Need to critique root problems. I.e. hierarchical structures, capitalism, etc.

Future

Mainstream academic:: futurism
  • A branch of systems theory?
  • Formulaic, mathematical approach, cannot break out of existing framwork.
Social ecology:: utopian
  • Utopia
    Eu topia
    good place
    Ou topia
    no place
  • Infinite task, horizon of possibility
  • Has to be informed by our ethics
    • principles for creating ethical society (guides direction)
  • Point of orientation

Questions

TODO Are, e.g., beavers considered to be part of 2nd nature?

They transform and adapt their environments to their being.

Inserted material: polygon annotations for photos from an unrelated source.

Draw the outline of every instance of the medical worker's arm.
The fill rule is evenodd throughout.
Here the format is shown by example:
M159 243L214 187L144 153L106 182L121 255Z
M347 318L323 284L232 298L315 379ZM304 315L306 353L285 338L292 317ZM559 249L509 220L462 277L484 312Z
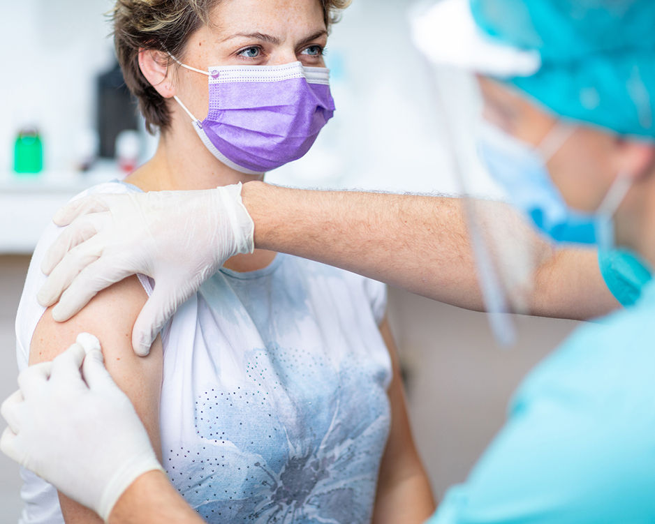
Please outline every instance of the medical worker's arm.
M99 293L66 322L54 322L52 310L48 310L32 338L30 365L52 360L73 343L80 332L94 334L102 344L108 370L132 401L159 454L161 343L159 338L155 341L146 359L135 355L131 344L134 320L147 298L137 278L131 277ZM98 421L101 421L105 423ZM101 447L98 452L102 452ZM67 524L101 522L91 510L65 495L60 494L59 500Z
M497 205L506 213L506 206ZM65 320L112 283L137 273L151 276L155 292L133 334L135 351L145 354L170 315L209 275L252 248L251 216L257 247L481 310L462 211L456 198L307 191L262 182L249 182L242 190L230 186L95 195L56 216L58 225L71 225L44 260L50 276L39 301L51 306L59 300L54 316ZM536 234L530 248L542 264L533 314L588 319L618 306L593 253L563 252L553 258L550 246Z
M374 524L422 524L434 511L429 480L412 436L395 342L385 320L380 332L391 356L391 428L380 465Z
M246 184L255 244L359 273L467 309L484 303L458 198L307 191ZM499 211L503 204L499 204ZM531 313L585 320L618 307L595 252L551 248L540 256Z

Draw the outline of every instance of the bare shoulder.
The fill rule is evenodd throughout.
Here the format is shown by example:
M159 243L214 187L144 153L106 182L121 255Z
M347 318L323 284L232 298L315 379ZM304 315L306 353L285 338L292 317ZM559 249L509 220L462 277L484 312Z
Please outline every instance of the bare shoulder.
M155 341L148 357L132 352L132 327L147 298L138 278L132 276L98 293L68 322L54 322L48 308L32 336L30 364L52 360L74 343L78 334L88 331L100 340L107 368L124 390L137 385L133 377L161 377L161 340Z

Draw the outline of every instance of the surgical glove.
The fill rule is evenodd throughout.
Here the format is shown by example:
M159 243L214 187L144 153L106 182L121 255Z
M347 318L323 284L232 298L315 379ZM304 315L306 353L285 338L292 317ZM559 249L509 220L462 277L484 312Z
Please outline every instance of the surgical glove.
M0 449L107 521L138 477L163 468L97 339L87 338L20 374L20 389L2 404L9 427ZM84 358L89 338L96 347Z
M38 294L57 321L67 320L98 292L135 274L155 281L137 318L132 345L145 356L157 334L223 262L254 249L254 224L242 184L202 191L96 195L53 218L68 227L43 260L49 275ZM63 294L62 294L63 293Z

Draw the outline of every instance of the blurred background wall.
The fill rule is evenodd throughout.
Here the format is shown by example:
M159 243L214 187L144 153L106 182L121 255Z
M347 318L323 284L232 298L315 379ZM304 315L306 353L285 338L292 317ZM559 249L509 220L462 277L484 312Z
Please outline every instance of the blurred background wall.
M8 0L2 0L8 3ZM16 387L13 321L31 249L57 207L113 160L79 172L96 127L96 79L113 65L110 0L21 0L0 17L0 396ZM327 61L337 114L304 159L271 174L300 187L452 193L431 78L411 47L405 0L354 0L334 27ZM37 126L44 170L13 171L19 130ZM140 156L155 139L141 135ZM93 140L90 142L92 143ZM80 145L81 144L81 145ZM82 152L80 152L82 151ZM84 154L87 154L84 153ZM436 494L464 480L502 424L513 390L574 323L517 318L519 343L495 346L484 315L398 290L390 315L407 371L417 441ZM0 456L0 524L20 512L17 467Z

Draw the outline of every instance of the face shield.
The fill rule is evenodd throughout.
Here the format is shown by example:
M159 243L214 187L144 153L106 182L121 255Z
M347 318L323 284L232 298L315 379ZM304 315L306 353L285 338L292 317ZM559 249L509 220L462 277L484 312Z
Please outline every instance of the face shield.
M533 192L518 194L522 190L520 185L501 181L499 175L517 181L527 175L543 175L542 156L566 140L566 132L549 137L552 143L542 144L543 151L541 146L527 146L503 132L498 119L485 107L478 75L530 74L539 67L538 55L485 39L466 0L419 7L413 13L413 33L427 59L434 92L432 110L450 155L449 167L458 181L491 327L500 344L510 345L517 334L509 313L532 310L538 271L554 250L537 232L533 217L515 207L517 199L531 199ZM467 41L457 47L454 43ZM531 174L526 172L531 170Z

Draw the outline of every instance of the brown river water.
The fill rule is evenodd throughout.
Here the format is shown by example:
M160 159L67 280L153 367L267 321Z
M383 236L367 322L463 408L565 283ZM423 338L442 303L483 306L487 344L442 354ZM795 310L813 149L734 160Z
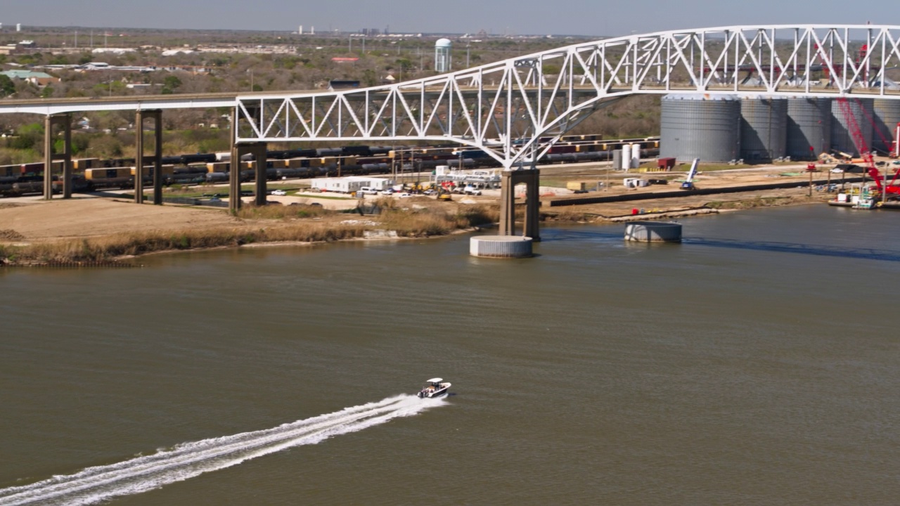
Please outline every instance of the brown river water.
M898 219L0 271L0 505L896 504Z

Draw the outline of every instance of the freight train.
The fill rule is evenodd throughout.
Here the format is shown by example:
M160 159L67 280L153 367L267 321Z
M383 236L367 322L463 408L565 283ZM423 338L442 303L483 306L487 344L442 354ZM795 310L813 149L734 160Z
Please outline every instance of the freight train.
M549 141L550 139L542 140ZM539 160L541 164L565 164L612 159L613 150L624 144L638 144L641 157L659 154L659 138L604 140L600 135L566 136L557 141ZM163 157L164 185L225 183L231 167L230 152L197 153ZM344 146L310 149L266 151L266 178L270 181L333 176L367 176L391 174L394 167L401 172L434 170L437 166L454 168L490 168L500 164L482 149L460 147L458 144L422 146ZM144 158L145 185L152 185L152 157ZM72 160L73 190L91 192L103 188L134 188L134 158L77 158ZM240 180L253 181L256 161L253 155L244 155L240 161ZM42 162L0 166L0 196L40 194L43 191ZM52 164L54 173L62 173L62 162ZM54 191L61 189L58 176L54 176Z

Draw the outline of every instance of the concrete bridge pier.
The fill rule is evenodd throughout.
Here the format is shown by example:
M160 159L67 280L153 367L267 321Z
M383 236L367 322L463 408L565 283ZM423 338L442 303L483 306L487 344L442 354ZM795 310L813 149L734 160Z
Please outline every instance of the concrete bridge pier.
M231 161L229 169L229 211L237 212L240 209L240 158L245 154L251 153L256 159L256 205L266 205L266 142L244 142L238 143L237 139L238 113L231 109Z
M523 233L533 241L541 240L540 200L537 188L540 183L541 171L536 168L504 170L500 181L500 235L516 235L516 185L524 183L525 190L525 223Z
M157 109L144 111L138 109L135 113L134 125L137 131L135 139L136 159L134 164L134 203L144 203L144 120L153 120L153 203L163 203L163 112Z
M54 153L53 127L63 129L62 153ZM49 114L44 122L44 200L53 198L53 161L63 160L62 198L72 198L72 114Z

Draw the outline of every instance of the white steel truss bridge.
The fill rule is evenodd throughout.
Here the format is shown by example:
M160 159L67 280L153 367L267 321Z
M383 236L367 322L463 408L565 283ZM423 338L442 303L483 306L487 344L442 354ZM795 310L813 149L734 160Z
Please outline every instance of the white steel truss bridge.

TODO Hierarchy and dependence

Chodorkoff suggests that lions are not “kings” (i.e., at the top of some hierarchy), because they are dependent on other creatures. But dependency seems orthogonal to hierarchy. There is nothing about hierarchy that requires higher ranks to be independent of lower ranks.

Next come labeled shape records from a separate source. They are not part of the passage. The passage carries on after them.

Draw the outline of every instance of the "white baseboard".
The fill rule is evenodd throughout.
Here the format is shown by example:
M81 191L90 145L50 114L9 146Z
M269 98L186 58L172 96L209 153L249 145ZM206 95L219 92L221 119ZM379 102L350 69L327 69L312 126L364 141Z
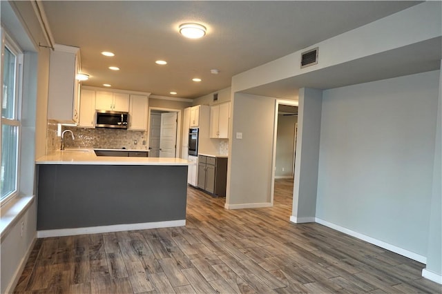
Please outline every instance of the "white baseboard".
M37 231L37 236L39 238L47 238L49 237L73 236L75 235L97 234L101 233L119 232L122 231L147 230L149 228L171 228L173 226L186 226L186 219Z
M30 255L31 252L32 252L32 249L34 248L34 245L35 245L35 242L37 241L37 235L34 237L34 239L32 242L30 242L30 245L26 251L26 253L23 256L21 260L20 261L20 264L15 270L15 273L14 273L14 277L11 280L10 283L8 285L6 290L5 291L6 293L12 293L14 292L14 289L17 286L17 283L19 282L19 279L21 276L21 273L23 273L23 270L25 268L25 266L26 265L26 262L28 262L28 259L29 258L29 255Z
M442 275L431 271L428 271L427 268L423 268L422 270L422 276L430 281L442 284Z
M294 215L290 216L290 222L295 224L302 224L306 222L315 222L316 217L297 217Z
M416 260L423 264L427 264L427 257L425 257L425 256L421 255L419 254L415 253L412 251L409 251L406 249L396 246L394 245L390 244L383 241L374 239L366 235L363 235L360 233L355 232L352 230L349 230L347 228L338 226L337 224L328 222L327 221L319 219L318 217L316 218L316 222L325 226L328 226L329 228L332 228L334 230L338 231L347 235L349 235L350 236L355 237L358 239L361 239L361 240L366 241L372 244L378 246L379 247L383 248L384 249L387 249L395 253L400 254L401 255L405 256L405 257L411 258L412 259Z
M242 204L229 204L226 203L224 204L224 208L226 209L262 208L271 206L272 205L270 202L244 203Z
M293 176L291 175L276 175L275 179L293 179Z

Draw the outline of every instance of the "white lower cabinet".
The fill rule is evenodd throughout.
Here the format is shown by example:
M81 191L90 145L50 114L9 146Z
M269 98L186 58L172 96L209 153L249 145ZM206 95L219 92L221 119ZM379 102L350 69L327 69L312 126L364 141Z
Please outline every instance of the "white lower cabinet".
M81 90L79 114L80 119L78 126L81 128L95 127L95 91Z
M189 164L189 168L187 170L187 183L189 185L192 185L194 187L196 187L198 157L196 156L189 155L189 158L187 160L191 161L191 163Z

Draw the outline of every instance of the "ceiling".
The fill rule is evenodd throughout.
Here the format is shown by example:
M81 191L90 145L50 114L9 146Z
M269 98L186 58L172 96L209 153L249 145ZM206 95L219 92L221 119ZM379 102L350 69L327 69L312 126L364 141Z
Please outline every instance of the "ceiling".
M419 3L43 1L55 43L80 48L82 71L90 75L84 85L110 84L113 88L168 97L175 97L169 92L175 91L176 97L189 99L227 88L235 75ZM191 21L205 26L206 35L198 40L181 36L178 26ZM115 56L106 57L102 51ZM158 59L168 64L155 64ZM111 66L120 70L108 69ZM219 74L211 74L211 69ZM193 77L202 81L192 81ZM294 81L249 92L293 96L298 86Z

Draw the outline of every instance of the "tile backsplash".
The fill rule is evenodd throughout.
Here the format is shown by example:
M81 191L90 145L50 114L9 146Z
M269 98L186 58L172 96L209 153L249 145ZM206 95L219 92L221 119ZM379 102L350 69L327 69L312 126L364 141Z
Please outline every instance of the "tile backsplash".
M148 147L146 141L147 132L144 131L61 126L61 131L65 130L72 130L75 137L75 139L73 140L70 134L65 135L65 148L121 149L124 147L126 149L146 150ZM47 130L47 153L60 149L61 140L57 135L57 122L49 121ZM143 141L145 142L144 145Z
M48 121L46 153L60 149L61 139L57 135L57 122ZM103 148L112 149L146 150L147 132L139 130L118 130L105 128L84 128L71 126L61 126L61 131L70 130L74 133L75 139L73 140L70 134L66 134L64 137L65 148ZM135 141L137 141L137 144ZM219 154L229 155L229 140L219 141ZM146 142L143 145L143 141Z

TODO Why can’t there be hierarchy in 1st nature?
  • Is this by principle, or just an empirical fact? Why couldn’t we see hierarchy take shape in varying degrees? Is it because, by definition, the institutional can only pertain to 2nd nature?
  • So what if there is some hierarchy in 1st nature? We are not committing the naturalistic fallacy, right? So mightn’t we see some hierarchical structures but just rationally, consciously, decide that it is not something we want to support/encourage/propagate.
TODO Why should ethical ideals/models be based on natural fact?
  • Why do we have to derive from what 1st nature is?
TODO How did the hierarchical/explotative system of 2nd nature arise?

How did this arise? It seems some aspect of 1st nature must have the capacity for “pathological” developments. So we can’t simply derive our telo and ethos from the dynamics of 1st nature.

We have to make a determination about which dynamics we think are promising, healthy, harmonious, etc.